Gated Associative Memory: A Parallel O(N) Architecture for Efficient Sequence Modeling

This is the official PyTorch implementation for the paper "Gated Associative Memory: A Parallel O(N) Architecture for Efficient Sequence Modeling" by Rishiraj Acharya.

This repository contains the source code for the GAM model (gam_model.py), the main benchmarking script to reproduce experimental results (benchmark.py), and the scaling analysis script (scale.py).

Abstract

The Transformer architecture, while powerful, scales quadratically with sequence length (O(N²)), creating a bottleneck for long-context tasks.

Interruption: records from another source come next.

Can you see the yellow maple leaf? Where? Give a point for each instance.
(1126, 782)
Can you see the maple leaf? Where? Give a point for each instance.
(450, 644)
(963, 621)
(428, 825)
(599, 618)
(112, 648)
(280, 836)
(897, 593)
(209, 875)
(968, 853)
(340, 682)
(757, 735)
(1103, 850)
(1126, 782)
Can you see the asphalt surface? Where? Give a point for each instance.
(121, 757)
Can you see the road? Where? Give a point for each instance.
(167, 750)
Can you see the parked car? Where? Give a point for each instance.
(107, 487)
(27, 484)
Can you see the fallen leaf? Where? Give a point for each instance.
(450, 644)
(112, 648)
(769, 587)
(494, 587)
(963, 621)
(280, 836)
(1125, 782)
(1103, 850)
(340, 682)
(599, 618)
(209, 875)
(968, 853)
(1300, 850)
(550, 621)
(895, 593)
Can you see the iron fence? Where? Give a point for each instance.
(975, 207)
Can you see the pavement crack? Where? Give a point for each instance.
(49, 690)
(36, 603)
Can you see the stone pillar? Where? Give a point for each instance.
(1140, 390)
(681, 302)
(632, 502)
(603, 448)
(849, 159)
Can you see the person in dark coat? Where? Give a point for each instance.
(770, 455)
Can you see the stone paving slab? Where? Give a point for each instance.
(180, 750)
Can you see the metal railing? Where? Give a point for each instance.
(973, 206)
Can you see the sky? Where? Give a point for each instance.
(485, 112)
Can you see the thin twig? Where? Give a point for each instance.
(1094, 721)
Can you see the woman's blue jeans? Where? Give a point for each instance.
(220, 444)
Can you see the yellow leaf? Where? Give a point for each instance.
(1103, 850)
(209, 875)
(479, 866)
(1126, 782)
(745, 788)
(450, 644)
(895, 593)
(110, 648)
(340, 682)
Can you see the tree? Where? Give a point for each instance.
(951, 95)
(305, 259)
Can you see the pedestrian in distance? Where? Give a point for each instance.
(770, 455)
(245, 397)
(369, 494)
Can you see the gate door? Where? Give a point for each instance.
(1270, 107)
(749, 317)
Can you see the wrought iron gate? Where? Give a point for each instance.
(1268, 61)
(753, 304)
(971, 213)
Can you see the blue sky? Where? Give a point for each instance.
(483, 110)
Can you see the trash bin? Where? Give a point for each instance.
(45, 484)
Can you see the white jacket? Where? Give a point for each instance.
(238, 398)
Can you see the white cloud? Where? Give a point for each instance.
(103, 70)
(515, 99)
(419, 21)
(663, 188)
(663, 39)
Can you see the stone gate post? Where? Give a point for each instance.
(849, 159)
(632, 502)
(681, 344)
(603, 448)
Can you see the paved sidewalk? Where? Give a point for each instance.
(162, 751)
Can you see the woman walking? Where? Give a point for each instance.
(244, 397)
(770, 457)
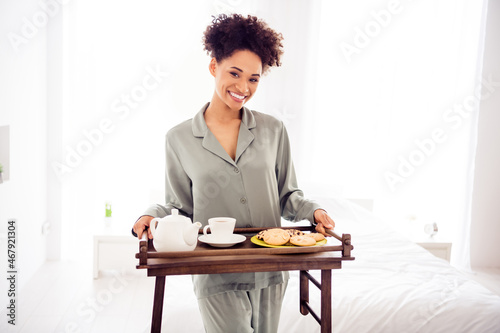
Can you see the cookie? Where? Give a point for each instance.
(303, 240)
(294, 232)
(261, 234)
(276, 237)
(316, 235)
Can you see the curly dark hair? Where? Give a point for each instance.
(227, 34)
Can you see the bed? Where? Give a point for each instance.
(393, 286)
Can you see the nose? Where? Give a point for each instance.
(243, 87)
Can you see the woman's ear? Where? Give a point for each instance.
(212, 67)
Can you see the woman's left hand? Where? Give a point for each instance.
(323, 221)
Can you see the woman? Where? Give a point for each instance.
(231, 161)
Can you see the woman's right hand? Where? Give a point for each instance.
(141, 224)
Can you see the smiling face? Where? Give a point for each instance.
(236, 79)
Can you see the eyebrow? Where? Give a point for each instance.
(241, 71)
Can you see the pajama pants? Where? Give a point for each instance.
(243, 311)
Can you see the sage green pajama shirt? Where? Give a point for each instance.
(257, 188)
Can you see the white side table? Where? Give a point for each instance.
(114, 249)
(438, 247)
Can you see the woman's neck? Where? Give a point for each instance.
(220, 112)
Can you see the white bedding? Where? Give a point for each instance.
(392, 286)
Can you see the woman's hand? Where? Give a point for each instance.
(323, 221)
(142, 223)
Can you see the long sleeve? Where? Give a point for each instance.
(294, 206)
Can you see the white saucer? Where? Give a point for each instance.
(235, 239)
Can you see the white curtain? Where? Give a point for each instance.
(367, 90)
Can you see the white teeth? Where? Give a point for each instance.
(237, 96)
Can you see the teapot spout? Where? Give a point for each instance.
(191, 233)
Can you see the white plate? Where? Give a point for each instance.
(234, 240)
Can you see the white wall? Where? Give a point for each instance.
(23, 108)
(485, 226)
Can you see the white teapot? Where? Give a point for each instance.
(174, 233)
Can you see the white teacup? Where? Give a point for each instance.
(221, 227)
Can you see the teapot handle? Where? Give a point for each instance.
(152, 225)
(205, 230)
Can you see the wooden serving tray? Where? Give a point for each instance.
(146, 249)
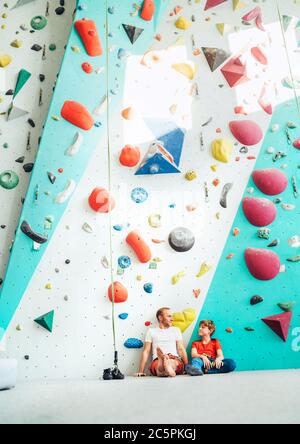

We propose the Gated Associative Memory (GAM) network, a novel, fully parallel architecture for sequence modeling that exhibits linear complexity (O(N)). The GAM block replaces self-attention with two parallel pathways: a causal convolution to capture local context and a parallel associative memory retrieval mechanism for global, content-based patterns. These pathways are dynamically fused via a learned gating mechanism. Our experiments on WikiText-2 and TinyStories show that GAM is consistently faster and achieves superior or competitive perplexity compared to standard Transformer and Mamba baselines, establishing it as a promising and efficient alternative for sequence modeling.

Key Features

Linear Complexity: O(N) time and memory complexity, enabling efficient processing of very long sequences.
Fully Parallelizable: The architecture contains no recurrent components, allowing for maximum utilization of modern hardware like GPUs.
Dual-Pathway Design: Explicitly decomposes context modeling into a Local Pathway (Causal Convolution) for syntax and a Global Pathway (Associative Memory) for semantics.
Dynamic Gating: A learned mechanism dynamically fuses local and global information on a per-token basis, adding expressivity.
Superior Performance: Outperforms strong Transformer and Mamba baselines in both speed and perplexity on benchmark datasets.

Architecture: The GAM Block

The core of our model is the GAMBlock, which replaces the traditional multi-head self-attention layer.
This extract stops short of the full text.